Real estate prices are low, which means that now is a good time to buy, of course. But the economy is floundering, and just because you want to own rental property investment or two, does not mean you have the cash. With a little creativity, you can buy without any money or a lot, and the benefits of low property prices, while the market is in stagnation.
Avenue 1: Your Home Equity
This is entirely possible that you have sufficient equity in your home to draw cash, in the form of a second mortgage or home equity line of credit (HELOC), to cover the cost of buying an investment property.
How much equity do you have? Well, you know how much we owe to your home (the balance of your mortgage and other debts and secured against him), and then subtracted from its market value (if you do not know what it is, check Zillow.com Cyberhomes.com or to obtain an overall view), and the difference between its debt and the value of your capital.
If you decide to pull out money from your home, try to HELOC first. Often they come with little or no closing costs, which is great, and they are flexible. Think HELOC as a credit card, except with a much lower interest rates already offered by the bank as collateral in the form of the house.
Application of the house may still not be for you if you do not have equity or if you do not like the sound of additional debt related directly to the house. Fortunately, there are other options.
Avenue 2: The seller to negotiate the second-Held
In cold markets (like, say, Ice Age, it is now suffering), sales tend to become desperate. This means that they will be extremely yielding when it comes to agreeing to hold a mortgage on the difference between what your bank and borrow the purchase price (down payment). Alternatively, you can negotiate seller concessions, which is essentially a real estate equivalent of “Cash Back” at the time of purchase.

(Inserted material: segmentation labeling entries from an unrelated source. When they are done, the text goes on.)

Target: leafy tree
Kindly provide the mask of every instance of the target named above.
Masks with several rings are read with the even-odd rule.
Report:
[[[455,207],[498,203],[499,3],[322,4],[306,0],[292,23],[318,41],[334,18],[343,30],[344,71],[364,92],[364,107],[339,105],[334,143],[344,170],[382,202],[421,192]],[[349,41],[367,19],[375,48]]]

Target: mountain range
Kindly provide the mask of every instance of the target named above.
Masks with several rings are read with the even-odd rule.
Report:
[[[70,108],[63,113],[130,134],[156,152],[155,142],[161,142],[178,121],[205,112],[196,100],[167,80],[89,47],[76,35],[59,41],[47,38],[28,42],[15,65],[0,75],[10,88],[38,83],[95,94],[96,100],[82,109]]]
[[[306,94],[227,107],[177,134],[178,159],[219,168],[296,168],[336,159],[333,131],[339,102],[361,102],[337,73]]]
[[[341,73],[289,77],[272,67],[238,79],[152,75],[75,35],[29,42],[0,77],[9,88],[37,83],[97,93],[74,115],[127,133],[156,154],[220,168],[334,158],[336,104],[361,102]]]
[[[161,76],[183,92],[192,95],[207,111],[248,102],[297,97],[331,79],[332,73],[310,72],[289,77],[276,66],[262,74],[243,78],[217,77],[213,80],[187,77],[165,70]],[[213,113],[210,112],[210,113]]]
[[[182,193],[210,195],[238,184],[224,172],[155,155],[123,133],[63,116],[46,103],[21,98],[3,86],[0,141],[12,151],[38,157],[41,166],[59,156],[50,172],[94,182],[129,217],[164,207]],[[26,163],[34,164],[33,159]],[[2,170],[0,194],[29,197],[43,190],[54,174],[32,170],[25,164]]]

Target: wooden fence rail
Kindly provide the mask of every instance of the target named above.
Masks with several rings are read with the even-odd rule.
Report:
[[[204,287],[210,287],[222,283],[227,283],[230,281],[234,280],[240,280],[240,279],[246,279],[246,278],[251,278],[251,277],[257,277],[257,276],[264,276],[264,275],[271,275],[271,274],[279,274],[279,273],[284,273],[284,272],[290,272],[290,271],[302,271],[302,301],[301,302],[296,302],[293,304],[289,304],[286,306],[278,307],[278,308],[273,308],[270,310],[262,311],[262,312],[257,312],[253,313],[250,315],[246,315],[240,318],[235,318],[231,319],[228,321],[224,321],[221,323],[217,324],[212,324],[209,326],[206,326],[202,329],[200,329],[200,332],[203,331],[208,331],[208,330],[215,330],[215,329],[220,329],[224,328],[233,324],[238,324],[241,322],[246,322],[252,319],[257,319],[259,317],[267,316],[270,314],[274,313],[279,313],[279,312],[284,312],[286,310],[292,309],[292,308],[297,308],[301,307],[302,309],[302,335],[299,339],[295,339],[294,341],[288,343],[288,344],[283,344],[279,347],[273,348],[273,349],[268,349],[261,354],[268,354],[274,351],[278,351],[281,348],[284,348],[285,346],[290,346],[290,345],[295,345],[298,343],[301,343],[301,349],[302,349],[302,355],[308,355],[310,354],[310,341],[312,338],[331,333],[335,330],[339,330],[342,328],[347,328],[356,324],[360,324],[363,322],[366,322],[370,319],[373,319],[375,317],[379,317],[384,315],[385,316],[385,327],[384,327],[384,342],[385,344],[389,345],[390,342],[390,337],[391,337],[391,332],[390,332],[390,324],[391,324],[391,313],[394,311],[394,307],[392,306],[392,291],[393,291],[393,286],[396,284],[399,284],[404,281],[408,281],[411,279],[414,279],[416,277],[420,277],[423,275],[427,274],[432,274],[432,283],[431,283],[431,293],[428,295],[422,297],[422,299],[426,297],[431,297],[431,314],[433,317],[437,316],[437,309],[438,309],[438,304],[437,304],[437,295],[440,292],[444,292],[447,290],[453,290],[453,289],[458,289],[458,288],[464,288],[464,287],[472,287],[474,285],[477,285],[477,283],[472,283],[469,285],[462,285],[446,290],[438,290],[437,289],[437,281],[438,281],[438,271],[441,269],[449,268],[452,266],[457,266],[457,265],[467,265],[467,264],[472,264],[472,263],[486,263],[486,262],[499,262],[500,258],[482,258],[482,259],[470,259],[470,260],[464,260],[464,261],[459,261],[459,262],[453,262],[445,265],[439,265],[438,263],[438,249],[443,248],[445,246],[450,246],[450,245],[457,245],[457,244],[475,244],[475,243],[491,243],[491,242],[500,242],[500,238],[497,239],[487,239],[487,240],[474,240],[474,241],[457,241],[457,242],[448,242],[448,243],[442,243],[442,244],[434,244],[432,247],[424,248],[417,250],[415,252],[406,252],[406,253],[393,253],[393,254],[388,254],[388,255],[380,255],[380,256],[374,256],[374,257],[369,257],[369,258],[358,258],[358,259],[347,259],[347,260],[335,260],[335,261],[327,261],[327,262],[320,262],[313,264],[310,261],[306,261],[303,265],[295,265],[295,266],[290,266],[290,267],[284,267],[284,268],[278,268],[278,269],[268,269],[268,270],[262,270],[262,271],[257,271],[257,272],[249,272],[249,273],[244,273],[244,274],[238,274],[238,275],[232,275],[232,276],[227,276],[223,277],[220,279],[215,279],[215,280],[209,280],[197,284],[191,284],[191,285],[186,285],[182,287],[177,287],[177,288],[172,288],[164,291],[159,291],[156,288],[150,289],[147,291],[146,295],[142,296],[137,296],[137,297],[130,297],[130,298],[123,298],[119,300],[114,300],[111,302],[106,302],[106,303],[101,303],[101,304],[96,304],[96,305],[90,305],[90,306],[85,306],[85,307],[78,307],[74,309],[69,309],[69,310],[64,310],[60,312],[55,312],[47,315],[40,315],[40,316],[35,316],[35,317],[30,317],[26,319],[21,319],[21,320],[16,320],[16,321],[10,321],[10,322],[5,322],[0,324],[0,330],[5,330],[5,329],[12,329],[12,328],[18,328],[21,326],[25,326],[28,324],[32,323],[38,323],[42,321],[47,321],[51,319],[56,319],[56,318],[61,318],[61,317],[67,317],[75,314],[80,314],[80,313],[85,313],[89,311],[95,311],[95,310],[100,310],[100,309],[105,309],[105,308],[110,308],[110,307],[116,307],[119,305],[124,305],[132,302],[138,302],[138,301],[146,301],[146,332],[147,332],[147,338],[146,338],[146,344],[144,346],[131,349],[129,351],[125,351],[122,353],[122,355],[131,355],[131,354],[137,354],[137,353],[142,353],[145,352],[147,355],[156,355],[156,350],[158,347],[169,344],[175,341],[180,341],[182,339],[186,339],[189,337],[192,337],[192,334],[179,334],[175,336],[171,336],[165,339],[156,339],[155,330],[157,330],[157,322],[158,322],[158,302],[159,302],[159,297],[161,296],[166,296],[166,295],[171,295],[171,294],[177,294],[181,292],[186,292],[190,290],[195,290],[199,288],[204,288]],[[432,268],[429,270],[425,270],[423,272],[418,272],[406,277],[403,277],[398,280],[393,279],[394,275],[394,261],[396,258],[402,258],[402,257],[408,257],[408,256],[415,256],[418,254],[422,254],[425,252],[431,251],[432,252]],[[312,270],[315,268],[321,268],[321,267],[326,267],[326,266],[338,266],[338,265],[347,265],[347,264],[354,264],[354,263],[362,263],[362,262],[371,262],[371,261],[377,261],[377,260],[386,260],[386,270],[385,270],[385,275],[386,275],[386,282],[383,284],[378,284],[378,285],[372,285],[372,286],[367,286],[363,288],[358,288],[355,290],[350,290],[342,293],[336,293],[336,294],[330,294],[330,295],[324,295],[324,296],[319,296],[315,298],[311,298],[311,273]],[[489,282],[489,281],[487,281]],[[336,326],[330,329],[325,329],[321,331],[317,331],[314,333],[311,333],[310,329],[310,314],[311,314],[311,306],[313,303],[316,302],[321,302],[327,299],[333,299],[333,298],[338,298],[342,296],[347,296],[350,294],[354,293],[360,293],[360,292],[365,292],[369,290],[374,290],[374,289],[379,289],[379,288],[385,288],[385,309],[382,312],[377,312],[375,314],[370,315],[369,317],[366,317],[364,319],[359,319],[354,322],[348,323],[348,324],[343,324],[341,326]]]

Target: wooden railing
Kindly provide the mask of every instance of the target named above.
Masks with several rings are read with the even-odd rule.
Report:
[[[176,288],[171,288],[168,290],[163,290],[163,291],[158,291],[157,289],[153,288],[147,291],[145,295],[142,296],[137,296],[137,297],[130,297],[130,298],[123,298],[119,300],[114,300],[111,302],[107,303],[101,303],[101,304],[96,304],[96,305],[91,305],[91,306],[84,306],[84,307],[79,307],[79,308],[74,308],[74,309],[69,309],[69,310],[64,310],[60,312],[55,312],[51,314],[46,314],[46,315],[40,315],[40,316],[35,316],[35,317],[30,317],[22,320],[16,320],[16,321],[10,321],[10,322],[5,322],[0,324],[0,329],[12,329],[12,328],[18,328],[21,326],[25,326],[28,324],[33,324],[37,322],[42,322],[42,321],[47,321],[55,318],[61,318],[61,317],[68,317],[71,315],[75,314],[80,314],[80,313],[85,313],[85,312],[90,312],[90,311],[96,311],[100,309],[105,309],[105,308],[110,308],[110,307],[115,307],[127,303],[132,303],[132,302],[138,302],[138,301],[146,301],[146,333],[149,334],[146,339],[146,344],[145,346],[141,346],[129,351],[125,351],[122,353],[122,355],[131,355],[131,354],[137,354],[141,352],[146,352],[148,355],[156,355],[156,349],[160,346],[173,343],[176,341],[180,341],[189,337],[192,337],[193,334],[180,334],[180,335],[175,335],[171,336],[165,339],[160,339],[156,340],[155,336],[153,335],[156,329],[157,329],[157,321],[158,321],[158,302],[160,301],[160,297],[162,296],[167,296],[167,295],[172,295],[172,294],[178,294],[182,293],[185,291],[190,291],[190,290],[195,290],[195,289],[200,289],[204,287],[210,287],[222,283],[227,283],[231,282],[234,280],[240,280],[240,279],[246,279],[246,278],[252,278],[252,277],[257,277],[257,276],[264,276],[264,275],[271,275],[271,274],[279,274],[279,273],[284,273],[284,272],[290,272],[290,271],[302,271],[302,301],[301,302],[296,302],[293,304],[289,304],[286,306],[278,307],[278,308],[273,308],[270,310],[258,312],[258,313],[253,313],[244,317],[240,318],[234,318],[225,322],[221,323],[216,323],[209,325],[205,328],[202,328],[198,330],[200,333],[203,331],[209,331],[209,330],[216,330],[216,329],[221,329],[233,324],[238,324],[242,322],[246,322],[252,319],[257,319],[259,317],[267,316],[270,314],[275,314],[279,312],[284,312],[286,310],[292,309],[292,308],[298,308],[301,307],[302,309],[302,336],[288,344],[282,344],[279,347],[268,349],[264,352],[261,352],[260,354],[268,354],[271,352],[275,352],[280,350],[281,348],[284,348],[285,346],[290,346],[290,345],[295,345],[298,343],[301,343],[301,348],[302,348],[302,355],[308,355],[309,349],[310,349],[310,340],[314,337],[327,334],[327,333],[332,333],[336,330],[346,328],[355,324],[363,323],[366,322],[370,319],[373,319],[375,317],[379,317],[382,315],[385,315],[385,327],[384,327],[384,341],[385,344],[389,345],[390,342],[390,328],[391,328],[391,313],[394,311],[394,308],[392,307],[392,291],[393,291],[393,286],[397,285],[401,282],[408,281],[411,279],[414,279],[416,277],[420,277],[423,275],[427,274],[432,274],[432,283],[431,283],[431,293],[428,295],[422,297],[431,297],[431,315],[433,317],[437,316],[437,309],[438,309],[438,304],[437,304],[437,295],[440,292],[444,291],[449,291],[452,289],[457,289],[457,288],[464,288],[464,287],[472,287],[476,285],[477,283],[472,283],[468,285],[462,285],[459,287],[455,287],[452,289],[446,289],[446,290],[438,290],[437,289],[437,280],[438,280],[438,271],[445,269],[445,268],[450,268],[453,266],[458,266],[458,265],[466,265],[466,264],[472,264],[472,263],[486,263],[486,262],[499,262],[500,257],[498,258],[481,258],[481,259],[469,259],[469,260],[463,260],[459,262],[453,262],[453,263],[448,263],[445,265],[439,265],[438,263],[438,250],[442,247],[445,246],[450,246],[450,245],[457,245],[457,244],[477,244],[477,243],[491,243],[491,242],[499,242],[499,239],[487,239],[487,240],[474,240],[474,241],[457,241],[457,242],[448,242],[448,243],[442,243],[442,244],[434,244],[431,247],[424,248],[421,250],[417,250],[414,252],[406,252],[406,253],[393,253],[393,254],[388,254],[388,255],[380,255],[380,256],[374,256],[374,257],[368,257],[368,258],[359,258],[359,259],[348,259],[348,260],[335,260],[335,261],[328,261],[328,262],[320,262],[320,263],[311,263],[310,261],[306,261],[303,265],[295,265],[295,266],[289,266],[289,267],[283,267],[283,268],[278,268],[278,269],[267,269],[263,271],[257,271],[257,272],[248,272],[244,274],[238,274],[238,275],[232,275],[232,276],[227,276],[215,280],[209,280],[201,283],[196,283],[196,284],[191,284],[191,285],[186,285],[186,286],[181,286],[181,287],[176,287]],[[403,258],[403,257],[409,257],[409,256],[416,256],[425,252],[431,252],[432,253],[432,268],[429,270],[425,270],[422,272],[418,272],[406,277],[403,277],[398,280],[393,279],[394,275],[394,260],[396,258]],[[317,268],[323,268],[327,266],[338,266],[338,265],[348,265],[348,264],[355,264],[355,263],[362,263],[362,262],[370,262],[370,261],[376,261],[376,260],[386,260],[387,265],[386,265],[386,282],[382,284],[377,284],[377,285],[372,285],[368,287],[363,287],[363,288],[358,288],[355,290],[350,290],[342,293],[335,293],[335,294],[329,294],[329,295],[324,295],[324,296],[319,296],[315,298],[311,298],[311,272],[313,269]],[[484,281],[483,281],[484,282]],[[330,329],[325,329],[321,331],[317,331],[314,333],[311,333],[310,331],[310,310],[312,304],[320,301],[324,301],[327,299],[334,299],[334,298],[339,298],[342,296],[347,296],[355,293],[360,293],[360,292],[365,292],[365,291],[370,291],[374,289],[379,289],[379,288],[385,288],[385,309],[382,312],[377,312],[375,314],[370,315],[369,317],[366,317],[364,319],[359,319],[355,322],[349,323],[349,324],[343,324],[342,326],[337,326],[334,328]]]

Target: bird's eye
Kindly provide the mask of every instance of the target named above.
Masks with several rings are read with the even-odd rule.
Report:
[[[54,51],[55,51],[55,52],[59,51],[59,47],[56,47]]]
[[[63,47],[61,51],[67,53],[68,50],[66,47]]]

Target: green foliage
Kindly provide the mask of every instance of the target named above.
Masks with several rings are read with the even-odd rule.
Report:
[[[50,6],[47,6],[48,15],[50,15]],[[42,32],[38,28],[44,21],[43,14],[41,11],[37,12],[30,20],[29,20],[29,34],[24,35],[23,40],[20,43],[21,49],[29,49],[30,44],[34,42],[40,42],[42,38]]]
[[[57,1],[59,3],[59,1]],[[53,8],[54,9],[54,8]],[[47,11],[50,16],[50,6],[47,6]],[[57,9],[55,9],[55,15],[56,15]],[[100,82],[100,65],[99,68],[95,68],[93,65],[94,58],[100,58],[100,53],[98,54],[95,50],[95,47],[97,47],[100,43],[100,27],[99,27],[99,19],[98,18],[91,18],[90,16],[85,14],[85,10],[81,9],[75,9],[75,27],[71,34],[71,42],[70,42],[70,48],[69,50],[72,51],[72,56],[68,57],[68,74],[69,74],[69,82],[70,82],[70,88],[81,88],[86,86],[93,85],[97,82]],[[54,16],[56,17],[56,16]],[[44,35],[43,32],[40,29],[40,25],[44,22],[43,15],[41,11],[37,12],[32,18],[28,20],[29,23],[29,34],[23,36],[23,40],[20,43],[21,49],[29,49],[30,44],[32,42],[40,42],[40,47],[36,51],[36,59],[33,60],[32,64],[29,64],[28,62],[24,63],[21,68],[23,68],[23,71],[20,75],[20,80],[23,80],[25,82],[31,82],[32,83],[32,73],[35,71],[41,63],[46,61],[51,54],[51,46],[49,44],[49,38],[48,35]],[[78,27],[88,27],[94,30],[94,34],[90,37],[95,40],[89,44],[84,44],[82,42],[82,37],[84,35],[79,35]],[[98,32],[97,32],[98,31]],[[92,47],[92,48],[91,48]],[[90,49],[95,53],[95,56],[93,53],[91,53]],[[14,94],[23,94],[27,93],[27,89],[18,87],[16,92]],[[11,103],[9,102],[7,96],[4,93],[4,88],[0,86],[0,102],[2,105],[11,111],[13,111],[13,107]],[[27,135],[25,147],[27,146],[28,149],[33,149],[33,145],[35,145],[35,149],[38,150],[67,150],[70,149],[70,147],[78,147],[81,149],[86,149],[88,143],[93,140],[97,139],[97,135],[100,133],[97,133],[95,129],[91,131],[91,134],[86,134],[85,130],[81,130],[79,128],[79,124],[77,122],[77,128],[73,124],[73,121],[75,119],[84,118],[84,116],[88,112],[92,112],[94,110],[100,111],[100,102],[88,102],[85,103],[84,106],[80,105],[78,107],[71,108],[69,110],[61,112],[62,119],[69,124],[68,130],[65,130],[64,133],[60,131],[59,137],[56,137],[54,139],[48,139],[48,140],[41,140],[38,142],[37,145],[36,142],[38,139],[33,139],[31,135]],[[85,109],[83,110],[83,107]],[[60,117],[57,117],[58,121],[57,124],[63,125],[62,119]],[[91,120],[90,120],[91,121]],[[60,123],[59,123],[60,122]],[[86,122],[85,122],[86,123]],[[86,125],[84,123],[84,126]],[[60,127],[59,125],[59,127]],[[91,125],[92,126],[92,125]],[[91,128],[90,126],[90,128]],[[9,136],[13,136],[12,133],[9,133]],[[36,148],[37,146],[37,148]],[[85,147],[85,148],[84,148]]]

That being said, it’s a negotiation, and you will probably have to offer them something in return, to convince them to agree on one or both of these solutions. This could mean a full bid price, or a rapid settlement, or other gift for them, but this is a big buyer’s market, so use a combination of patience and aggressive negotiations in order to ensure that very much.
Avenue 3: Obtain grants
You shall be surprised how many people are actually eligible for grants, despite the initial reaction. The most difficult is to find them, because each of them would benefit if they were common knowledge or readily available. First, check with your local municipal government and ask for minority / women-owned business grants (if applicable), or subsidies to encourage investment in low-income neighborhoods. Hit the Internet and search high and low subsidies for investment in the area, and dig deep. Non-profit organizations often large government grants, and then looks for investors to pass them on to, and thus acting as a middle man, so look for these as well. To find work for these programs, but they are out there, and if you intend to pay for them in the form of taxes, as well as you have to put it good use.
Anyone can become a real estate investor, with or without massive savings. Beauty is that once you start, you need to create any value from real estate investment portfolio, which may be sold or used to finance the purchase NEXT lease. There has never been a better time to buy, so start thinking creatively, and let you build your empire of real estate.